Pairwise co-occurrence of five focal symbiont species are shown within Trapezidae (i.e. Crabs – blue), within Alpheidae (i.e. Shrimps – pink), between the two families (Crabs and Shrimps – green). Black circles and solid line represent the observed data. Colored rectangles and dashed lines represent the 95% quantiles from 10,000 randomly simulated communities. Observed values are significantly different from the randomly simulated communities when the black circle falls outside the 95% quantiless. Species tend to avoid to avoid confamilials (with 2 of 4 comparisons demonstrating avoidance), while the crab, T. serenei is positively associated with both shrimp species. At the intraspecific level, pairs are more common and singlets and triplets are more rare than expected by chance. See Appendices B and E for raw data.

http://dx.doi.org/10.1371/journal.pone.0032079.g001

Similarly, intraspecific pairs of symbionts occurred at high frequency. Of the 424 individual symbionts collected (of the five focal species), 41% occurred as intraspecific pairs (Table S2). Intraspecific density consistently deviated from the random expectation, with pairs of individuals occurring most frequently for all five abundant taxa (Fig. 1b, Table S3). We never observed more than two individuals of a species in any coral colony.

In summary, the two most abundance species, T. serenei and A. lottini, each occur in intraspecific pairs and co-occur more often than expected by chance. We therefore hypothesized that the co-occurrence of these two species might lead to a synergism in the ecological services they provide to the shared Pocillopora host.

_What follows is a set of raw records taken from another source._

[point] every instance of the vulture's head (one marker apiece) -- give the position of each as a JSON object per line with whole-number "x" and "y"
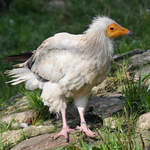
{"x": 108, "y": 27}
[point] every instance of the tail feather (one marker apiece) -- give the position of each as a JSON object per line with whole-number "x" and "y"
{"x": 20, "y": 75}
{"x": 18, "y": 58}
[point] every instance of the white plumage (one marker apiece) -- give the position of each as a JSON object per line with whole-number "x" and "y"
{"x": 70, "y": 65}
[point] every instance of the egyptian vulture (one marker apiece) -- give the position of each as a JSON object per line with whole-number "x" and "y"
{"x": 67, "y": 65}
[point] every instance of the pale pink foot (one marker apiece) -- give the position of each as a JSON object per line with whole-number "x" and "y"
{"x": 83, "y": 128}
{"x": 64, "y": 132}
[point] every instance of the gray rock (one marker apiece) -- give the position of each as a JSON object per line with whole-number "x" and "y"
{"x": 96, "y": 108}
{"x": 42, "y": 142}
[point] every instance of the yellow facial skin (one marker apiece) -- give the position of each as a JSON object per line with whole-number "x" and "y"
{"x": 115, "y": 30}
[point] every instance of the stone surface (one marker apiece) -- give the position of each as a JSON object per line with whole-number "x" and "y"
{"x": 95, "y": 108}
{"x": 42, "y": 142}
{"x": 12, "y": 137}
{"x": 143, "y": 122}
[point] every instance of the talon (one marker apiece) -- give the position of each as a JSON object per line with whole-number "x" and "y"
{"x": 85, "y": 130}
{"x": 64, "y": 132}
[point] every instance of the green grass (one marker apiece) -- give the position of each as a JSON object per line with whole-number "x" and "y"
{"x": 28, "y": 23}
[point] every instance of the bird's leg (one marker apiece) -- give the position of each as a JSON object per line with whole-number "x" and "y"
{"x": 65, "y": 129}
{"x": 83, "y": 126}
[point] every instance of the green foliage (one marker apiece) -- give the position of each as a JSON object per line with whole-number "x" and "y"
{"x": 136, "y": 95}
{"x": 28, "y": 23}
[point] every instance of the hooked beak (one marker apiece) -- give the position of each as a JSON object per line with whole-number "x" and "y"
{"x": 131, "y": 33}
{"x": 115, "y": 30}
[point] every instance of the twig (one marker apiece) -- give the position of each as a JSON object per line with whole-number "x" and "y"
{"x": 142, "y": 141}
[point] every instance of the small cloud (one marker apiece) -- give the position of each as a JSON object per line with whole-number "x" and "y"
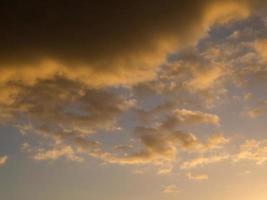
{"x": 171, "y": 189}
{"x": 3, "y": 160}
{"x": 197, "y": 177}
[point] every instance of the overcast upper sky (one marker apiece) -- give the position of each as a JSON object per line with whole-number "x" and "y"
{"x": 133, "y": 100}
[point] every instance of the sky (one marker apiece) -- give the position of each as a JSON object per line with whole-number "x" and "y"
{"x": 133, "y": 100}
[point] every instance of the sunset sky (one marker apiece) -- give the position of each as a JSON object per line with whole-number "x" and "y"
{"x": 133, "y": 100}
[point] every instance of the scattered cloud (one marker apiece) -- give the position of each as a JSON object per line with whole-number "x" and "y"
{"x": 171, "y": 189}
{"x": 197, "y": 177}
{"x": 3, "y": 160}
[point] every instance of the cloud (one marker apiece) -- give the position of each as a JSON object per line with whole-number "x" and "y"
{"x": 77, "y": 40}
{"x": 55, "y": 153}
{"x": 252, "y": 150}
{"x": 3, "y": 160}
{"x": 198, "y": 177}
{"x": 195, "y": 117}
{"x": 204, "y": 79}
{"x": 261, "y": 48}
{"x": 203, "y": 160}
{"x": 258, "y": 110}
{"x": 170, "y": 189}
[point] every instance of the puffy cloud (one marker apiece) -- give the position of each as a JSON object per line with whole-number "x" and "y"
{"x": 204, "y": 79}
{"x": 261, "y": 48}
{"x": 252, "y": 150}
{"x": 55, "y": 153}
{"x": 3, "y": 160}
{"x": 258, "y": 110}
{"x": 195, "y": 117}
{"x": 77, "y": 41}
{"x": 204, "y": 160}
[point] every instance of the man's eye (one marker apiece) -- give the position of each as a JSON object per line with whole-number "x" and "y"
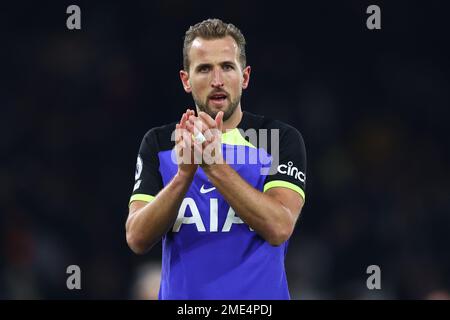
{"x": 203, "y": 69}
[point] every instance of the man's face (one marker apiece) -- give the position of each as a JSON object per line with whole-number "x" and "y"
{"x": 215, "y": 77}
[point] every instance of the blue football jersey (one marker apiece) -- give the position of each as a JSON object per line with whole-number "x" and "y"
{"x": 210, "y": 253}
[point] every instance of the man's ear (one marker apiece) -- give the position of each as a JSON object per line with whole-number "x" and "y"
{"x": 246, "y": 75}
{"x": 184, "y": 76}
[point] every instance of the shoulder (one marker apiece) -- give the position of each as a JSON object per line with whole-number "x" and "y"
{"x": 160, "y": 137}
{"x": 285, "y": 131}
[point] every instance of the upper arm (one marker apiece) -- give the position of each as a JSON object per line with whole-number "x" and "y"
{"x": 286, "y": 181}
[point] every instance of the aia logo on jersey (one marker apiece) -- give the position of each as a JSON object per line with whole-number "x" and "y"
{"x": 292, "y": 171}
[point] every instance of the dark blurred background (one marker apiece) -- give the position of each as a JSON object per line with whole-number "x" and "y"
{"x": 372, "y": 107}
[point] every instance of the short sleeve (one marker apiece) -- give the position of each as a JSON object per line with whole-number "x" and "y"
{"x": 288, "y": 168}
{"x": 147, "y": 179}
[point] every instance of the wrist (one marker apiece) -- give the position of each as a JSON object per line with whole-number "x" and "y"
{"x": 183, "y": 175}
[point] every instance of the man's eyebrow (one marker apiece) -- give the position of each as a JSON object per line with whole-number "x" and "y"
{"x": 201, "y": 65}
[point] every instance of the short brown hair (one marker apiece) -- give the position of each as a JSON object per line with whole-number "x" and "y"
{"x": 213, "y": 29}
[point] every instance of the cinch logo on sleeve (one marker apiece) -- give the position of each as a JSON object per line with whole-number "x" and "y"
{"x": 291, "y": 171}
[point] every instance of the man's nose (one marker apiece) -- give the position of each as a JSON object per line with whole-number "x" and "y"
{"x": 217, "y": 81}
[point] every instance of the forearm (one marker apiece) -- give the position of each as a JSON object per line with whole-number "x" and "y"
{"x": 263, "y": 213}
{"x": 147, "y": 225}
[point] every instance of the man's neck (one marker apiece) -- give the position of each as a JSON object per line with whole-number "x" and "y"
{"x": 233, "y": 121}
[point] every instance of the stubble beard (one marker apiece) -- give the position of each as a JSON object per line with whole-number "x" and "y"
{"x": 228, "y": 112}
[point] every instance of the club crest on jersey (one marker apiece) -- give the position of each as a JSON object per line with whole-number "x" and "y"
{"x": 292, "y": 171}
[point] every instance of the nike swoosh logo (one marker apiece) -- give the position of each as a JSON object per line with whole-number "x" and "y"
{"x": 203, "y": 190}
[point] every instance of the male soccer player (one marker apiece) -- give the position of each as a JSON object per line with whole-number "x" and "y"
{"x": 224, "y": 224}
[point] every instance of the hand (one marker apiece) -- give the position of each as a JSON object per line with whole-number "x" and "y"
{"x": 209, "y": 151}
{"x": 184, "y": 147}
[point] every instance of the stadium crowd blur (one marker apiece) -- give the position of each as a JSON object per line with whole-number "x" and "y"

Sediment Removal Experiment

We statistically modeled sediment retention (“survival”) on the coral using a framework adapted from studies of prey survival from the multiple-predator-effects literature. However, hereafter we present the data in the form of sediment removal (i.e. 1 – (proportion sediment retained)) because removal more clearly emphasizes the beneficial effect on the coral host. In the absence of symbionts, the coral in combination with physical disturbance reduced sediment loads by ∼10% (i.e. ∼90% of the sediment remained on the coral). This removal rate was small relative to that of the corals containing symbionts, which increased the absolute amount of sediment removal to ∼35%. This positive effect of symbionts on sediment removal increased with a doubling in symbiont density (i.e., from ∼32% to 48% (t1,36  =  –3.87, p  =  0.001). There was, however, no evidence for complementarity between symbionts (t1,36  =  –0.88, p  =  0.385) or differences between symbiont species (t1,36  =  –0.66, p  =  0.601): Fig. 2.

thumbnail
Figure 2. Independent effects of symbionts (Alpheus: A and Trapezia: T) on the proportion of sediment removed in the experiment.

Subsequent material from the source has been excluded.